リンドヴルム達は、例の塊を壊そうとしていた。
小型リンドヴルム三体は、ブレスで壊そうとするが表面を撫でるだけで溶けるとか崩れ落ちるとかで形状は変化していない。
次に中型リンドヴルム二体が、手で殴ったり尾で鞭打つように叩きつけたりしても、キズ一つヒビ一つもつけられていない。
大型リンドヴルムは、そんな不甲斐ない仲間に苛立っているようで叱責している。もちろん竜語。
ヘルト達勇者パーティーには、竜の咆哮に聞こえるていて身震いを引き起こす。
言うまでもないが、竜族は知的生命体だ。
長寿故に他の種族より優れていると言われている。ただ怒りに吾を忘れる種族であるため、三色竜王はともかくリンドヴルムなどの下竜は考えなしが多い。人族で例えれば、十二歳ぐらいだろうか。
その為、観察してどういう形での接触が良いか検討していた。
リントヴルム討伐は、人族にとってほぼ絶望的に不可能な行為である。
勇者ならば聖剣バルムンクで倒すことは可能だが、それも一体まで。囲まれたら二体目以降の攻撃を防ぐ手立てがないからだ。
竜人族のリヒトは、【ドラッヘ・ケルパー】を持っているので宣言どおり小型リントヴルム三体までなら討伐できるだろう。
【ドラッヘ・ケルパー】とは、竜の肉体に変化させ同等の防御力と攻撃力を持つことができる。見た目の姿も大きくなり竜と同じ姿になる。ただし、ブレスなどの竜が持つ種族特徴までは行えない。あくまで、竜人族の能力で竜の防御力と攻撃力だけを使うだけだ。

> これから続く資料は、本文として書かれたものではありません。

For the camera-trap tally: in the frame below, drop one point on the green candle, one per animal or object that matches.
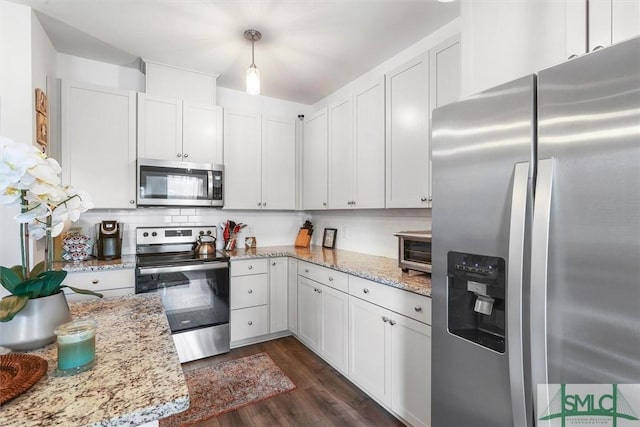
(76, 346)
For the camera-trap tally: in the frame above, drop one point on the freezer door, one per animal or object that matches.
(482, 167)
(586, 237)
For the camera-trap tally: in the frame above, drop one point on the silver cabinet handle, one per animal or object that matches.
(521, 197)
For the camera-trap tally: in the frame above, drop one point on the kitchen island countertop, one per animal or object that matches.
(137, 377)
(375, 268)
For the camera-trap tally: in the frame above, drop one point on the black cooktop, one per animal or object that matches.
(178, 258)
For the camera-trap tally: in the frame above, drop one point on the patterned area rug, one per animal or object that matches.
(230, 385)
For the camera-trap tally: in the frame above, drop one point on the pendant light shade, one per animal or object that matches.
(253, 74)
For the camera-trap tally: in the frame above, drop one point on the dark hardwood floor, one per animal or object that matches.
(323, 397)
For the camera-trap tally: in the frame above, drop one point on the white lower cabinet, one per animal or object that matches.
(110, 283)
(390, 353)
(323, 314)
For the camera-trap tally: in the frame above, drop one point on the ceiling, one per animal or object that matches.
(309, 48)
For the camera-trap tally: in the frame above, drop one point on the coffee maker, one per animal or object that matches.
(109, 240)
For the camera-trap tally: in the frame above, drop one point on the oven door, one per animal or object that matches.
(193, 296)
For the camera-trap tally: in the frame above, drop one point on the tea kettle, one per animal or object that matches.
(206, 245)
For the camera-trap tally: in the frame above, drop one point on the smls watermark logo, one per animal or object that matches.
(592, 405)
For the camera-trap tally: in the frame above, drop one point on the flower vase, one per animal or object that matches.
(33, 326)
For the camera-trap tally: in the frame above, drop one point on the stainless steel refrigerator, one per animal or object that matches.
(536, 239)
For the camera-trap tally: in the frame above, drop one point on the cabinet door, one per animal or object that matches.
(369, 354)
(334, 327)
(278, 286)
(202, 133)
(368, 118)
(242, 161)
(293, 295)
(444, 81)
(411, 370)
(278, 163)
(307, 312)
(625, 20)
(99, 143)
(341, 155)
(159, 127)
(314, 162)
(408, 134)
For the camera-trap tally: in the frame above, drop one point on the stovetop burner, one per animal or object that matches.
(172, 258)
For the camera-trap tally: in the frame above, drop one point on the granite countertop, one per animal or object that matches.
(376, 268)
(137, 377)
(93, 264)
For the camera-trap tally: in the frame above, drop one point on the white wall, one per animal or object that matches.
(369, 231)
(99, 73)
(16, 105)
(271, 228)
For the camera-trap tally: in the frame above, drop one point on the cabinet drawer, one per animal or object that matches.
(249, 291)
(324, 275)
(249, 322)
(412, 305)
(249, 266)
(102, 280)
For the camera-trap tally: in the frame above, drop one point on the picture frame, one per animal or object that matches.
(42, 132)
(329, 238)
(41, 102)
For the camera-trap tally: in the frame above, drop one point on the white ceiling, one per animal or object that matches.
(309, 48)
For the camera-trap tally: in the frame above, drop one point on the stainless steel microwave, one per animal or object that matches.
(414, 250)
(176, 183)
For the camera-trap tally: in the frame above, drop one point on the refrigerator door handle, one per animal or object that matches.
(515, 270)
(539, 262)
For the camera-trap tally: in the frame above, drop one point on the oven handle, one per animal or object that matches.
(145, 271)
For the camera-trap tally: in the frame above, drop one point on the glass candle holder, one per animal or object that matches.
(76, 346)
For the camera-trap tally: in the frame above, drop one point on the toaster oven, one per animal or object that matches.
(414, 250)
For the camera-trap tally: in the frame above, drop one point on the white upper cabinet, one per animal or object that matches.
(595, 24)
(260, 161)
(242, 141)
(444, 78)
(314, 162)
(503, 40)
(172, 129)
(369, 164)
(341, 155)
(278, 163)
(407, 142)
(99, 143)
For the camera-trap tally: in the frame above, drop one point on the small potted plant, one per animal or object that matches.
(30, 180)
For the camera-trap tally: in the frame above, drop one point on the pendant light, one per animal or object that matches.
(253, 75)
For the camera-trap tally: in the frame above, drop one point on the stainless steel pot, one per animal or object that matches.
(206, 245)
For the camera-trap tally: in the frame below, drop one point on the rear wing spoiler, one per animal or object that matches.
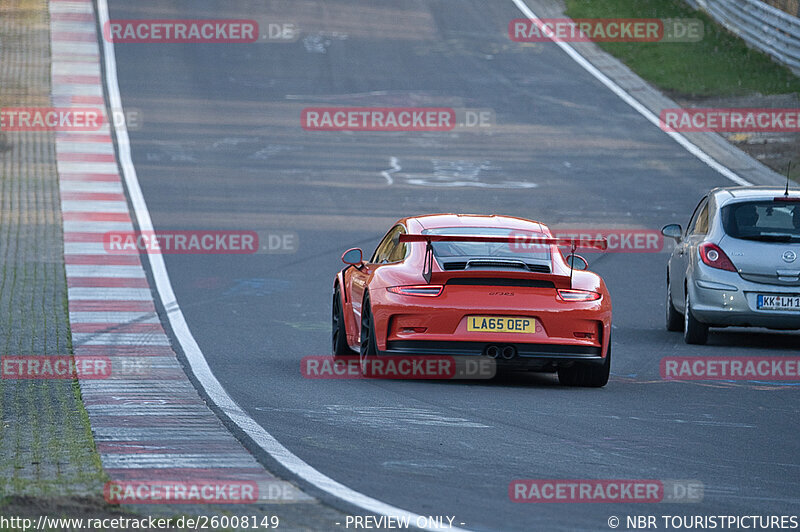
(593, 243)
(521, 239)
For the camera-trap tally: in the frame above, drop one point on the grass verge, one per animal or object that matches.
(720, 65)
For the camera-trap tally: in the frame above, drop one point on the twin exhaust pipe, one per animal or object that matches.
(506, 352)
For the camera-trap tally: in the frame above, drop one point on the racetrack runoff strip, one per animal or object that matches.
(215, 392)
(641, 109)
(149, 423)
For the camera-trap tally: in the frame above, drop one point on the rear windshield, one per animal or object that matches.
(455, 251)
(767, 221)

問題はメーアだ。大型と中型を一体ずつ担当すると言う。無茶な話しだとヘルトは思う。無茶と言うより自殺行為だ。
それなのにメーアは━━━
「下竜の一匹や二匹ぐらい。どうにでもなるわよ!」
ヘルトたちに無茶だ無謀だと言われて、ご立腹中である。
怒ってはいてもひそひそ声で気を遣っていた。
「ダーメが自分より強いとしても一人では死ぬようなものです」
「だーかーらー。あの程度のお子様竜なんて人族でも倒せるわよ」
「それは単独ではなく軍隊で挑んで、多大な犠牲をだしてやっとです」
それが常識だとヘルトは言う。
「人族はそこまで弱くないわ。そもそも軍を出してまで竜を討伐したことなんてないわよ」
「それは、この国が魔王国と戦争状態だからです。情報文官もそう言ってたではないですか」
「はあ。この国の民は勇者まで平和ボケしているのね」
「それは心外です。魔王率いる魔王軍のせいで民は不安を感じて生活してます。魔王を討伐してようやく平和な世界になるのです」
「ならないわよ! その勘違いした常識は捨てなさい」
「勘違いな常識!?」
「魔王を倒しても何も変わらないし、そこのリンドヴルムを倒しても何も変わらないわよ」
「話しが逸れておるぞ。メーア」
白熱している二人に冷静になれと口を挟んだのはリヒトである。
「そうね。ここで言い争っても仕方がないわね。勇者、一つ勉強なさい。【この世界と異なる思想を持つ異世界人】と言うものを」
■□■□
戦端はリヒトの突貫で始まる。続いてメーア、慌ててヘルトたち勇者パーティー。
すばやく【ドラッヘ・ケルパー】になったリヒトが小型リンドヴルムを挑発して引きつけ、他のリンドヴルムと分離する。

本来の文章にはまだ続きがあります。